TEMPO.CO, Jakarta - Ketua Lembaga Perlindungan Saksi dan Korban atau LPSK Hasto Atmojo Suroyo menyayangkan alokasinya anggaran lembaganya dikurangi menjadi Rp 54 miliar pada APBN 2020.
Menurut dia, kebijakan politik anggaran itu mengancam kinerja LPSK dan menghambat pembayaran uang kompensasi terhadap para korban terorisme.
Hasto menerangkan sesuai dengan mandat Undang-Undang Pemberantasan Terorisme Nomor 5 Tahun 2018 pembayaran kompensasi dibatasi pelaksanaannya tiga tahun sejak undang-undang itu disahkan.

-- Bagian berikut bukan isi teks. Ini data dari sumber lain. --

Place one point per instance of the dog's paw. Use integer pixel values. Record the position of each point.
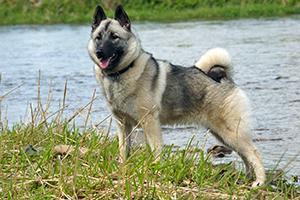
(257, 183)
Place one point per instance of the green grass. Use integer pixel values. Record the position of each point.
(186, 173)
(77, 11)
(42, 173)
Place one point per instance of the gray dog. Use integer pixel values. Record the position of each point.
(145, 92)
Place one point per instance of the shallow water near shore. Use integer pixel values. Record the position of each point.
(265, 54)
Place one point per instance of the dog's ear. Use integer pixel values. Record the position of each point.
(122, 17)
(99, 15)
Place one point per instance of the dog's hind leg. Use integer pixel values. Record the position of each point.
(231, 127)
(152, 131)
(125, 127)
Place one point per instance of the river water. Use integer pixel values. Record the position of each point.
(265, 53)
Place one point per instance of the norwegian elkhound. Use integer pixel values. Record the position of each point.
(145, 92)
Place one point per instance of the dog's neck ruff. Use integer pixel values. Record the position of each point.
(116, 75)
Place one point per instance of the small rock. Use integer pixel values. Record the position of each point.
(30, 150)
(68, 149)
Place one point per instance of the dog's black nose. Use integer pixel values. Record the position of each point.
(99, 54)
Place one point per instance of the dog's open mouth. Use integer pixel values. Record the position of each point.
(104, 62)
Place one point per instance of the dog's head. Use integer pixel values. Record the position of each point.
(112, 45)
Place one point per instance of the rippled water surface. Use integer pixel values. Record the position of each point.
(266, 56)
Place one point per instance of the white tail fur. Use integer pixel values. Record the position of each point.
(213, 57)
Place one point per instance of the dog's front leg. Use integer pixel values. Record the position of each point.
(124, 131)
(152, 131)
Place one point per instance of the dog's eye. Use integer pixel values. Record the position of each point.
(98, 37)
(114, 36)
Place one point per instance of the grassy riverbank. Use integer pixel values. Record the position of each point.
(52, 158)
(78, 11)
(32, 167)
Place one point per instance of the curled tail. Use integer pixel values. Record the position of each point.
(216, 63)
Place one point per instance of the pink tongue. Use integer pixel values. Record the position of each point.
(104, 63)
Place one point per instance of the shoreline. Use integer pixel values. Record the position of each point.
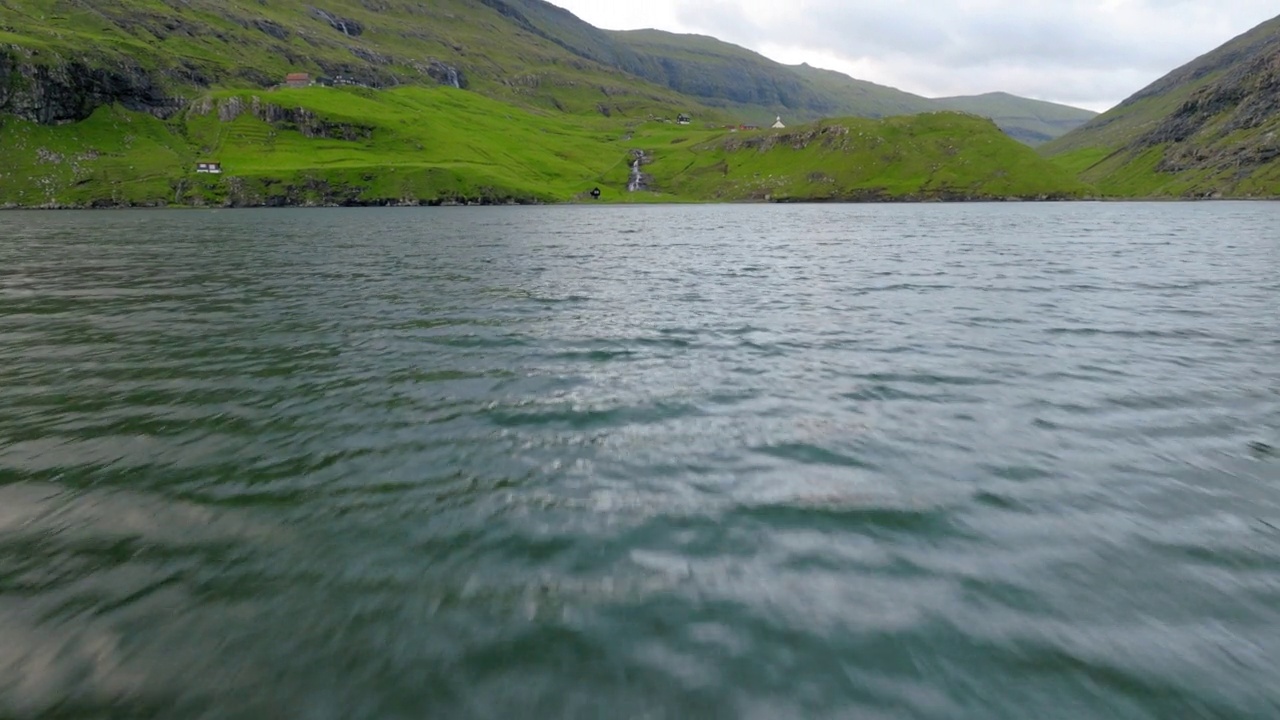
(648, 203)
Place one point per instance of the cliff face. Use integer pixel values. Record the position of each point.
(1208, 128)
(54, 92)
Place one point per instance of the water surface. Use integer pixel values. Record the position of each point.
(937, 461)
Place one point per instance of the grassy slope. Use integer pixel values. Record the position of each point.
(544, 124)
(442, 144)
(713, 69)
(223, 42)
(936, 155)
(716, 72)
(1118, 153)
(1029, 121)
(425, 144)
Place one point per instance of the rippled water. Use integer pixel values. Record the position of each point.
(944, 461)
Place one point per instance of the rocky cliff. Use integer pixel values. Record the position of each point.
(56, 90)
(1208, 128)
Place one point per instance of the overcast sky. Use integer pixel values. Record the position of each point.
(1084, 53)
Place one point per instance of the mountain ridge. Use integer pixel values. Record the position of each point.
(154, 54)
(1207, 128)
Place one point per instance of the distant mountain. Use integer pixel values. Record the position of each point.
(1029, 121)
(60, 59)
(718, 72)
(1208, 128)
(232, 103)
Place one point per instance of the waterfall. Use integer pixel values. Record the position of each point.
(636, 182)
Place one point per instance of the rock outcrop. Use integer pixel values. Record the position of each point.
(284, 118)
(51, 92)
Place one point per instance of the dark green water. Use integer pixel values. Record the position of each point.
(977, 461)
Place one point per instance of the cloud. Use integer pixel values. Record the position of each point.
(1091, 53)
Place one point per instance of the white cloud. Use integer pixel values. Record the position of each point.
(1087, 53)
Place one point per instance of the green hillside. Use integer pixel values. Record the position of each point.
(1208, 128)
(717, 72)
(156, 54)
(415, 145)
(1033, 122)
(113, 103)
(721, 73)
(927, 156)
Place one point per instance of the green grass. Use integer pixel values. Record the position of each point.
(417, 144)
(938, 155)
(1207, 128)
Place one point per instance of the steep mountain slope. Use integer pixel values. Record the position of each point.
(59, 59)
(716, 72)
(120, 103)
(1208, 128)
(926, 156)
(1029, 121)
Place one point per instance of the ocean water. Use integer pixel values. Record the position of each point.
(874, 461)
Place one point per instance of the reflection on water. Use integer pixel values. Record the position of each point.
(877, 461)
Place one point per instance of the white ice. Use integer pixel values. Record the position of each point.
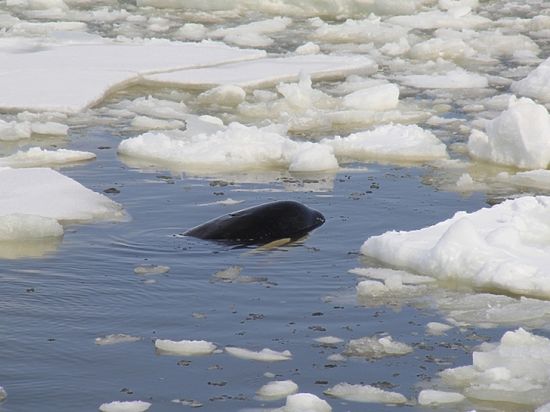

"Kompensasi memang dari dana LPSK," kata Hasto di kawasan Cikini, Jakarta Pusat, hari ini, Ahad, 25 Agustus 2019.
Anggaran LPSK untuk 2020 menurun dari 2019 sebesar Rp 65 miliar. Bahkan sejak LPSK berdiri pada 2008 alokasi anggaran 2020 menjadi yang terkecil.
Berdasarkan catatan BNPT, Hasto menjelaskan, ada 833 korban terorisme masa lalu yang berhak mendapatkan kompensasi. LPSK menghitung dana kompensasi yang harus dikeluarkan Rp 51 miliar.
Angka kompensasi tadi nyaris mendekati total alokasi anggaran untuk LPSK di APBN 2020, yakni Rp 54 miliar. "Ya, pasti habis (kalau dibayarkan semua). Bisa tidak gajian kita."
Total alokasi anggaran LPSK pada 2020, Hasto mengatakan, Kementerian Keuangan telah mengunci Rp 42 miliar di antaranya untuk pembayaran gaji pegawai dan operasional kantor LPSK.
Menurut dia, konsekuensi yang muncul dana untuk program LPSK hanya Rp 12 miliar. Ini belum termasuk pembayaran kompensasi korban terorisme masa lalu. Hasto mencontohkan, untuk kasus terorisme di Sibolga pada Maret lalu dana kompensasi untuk 156 korban sebesar Rp 4,4 miliar.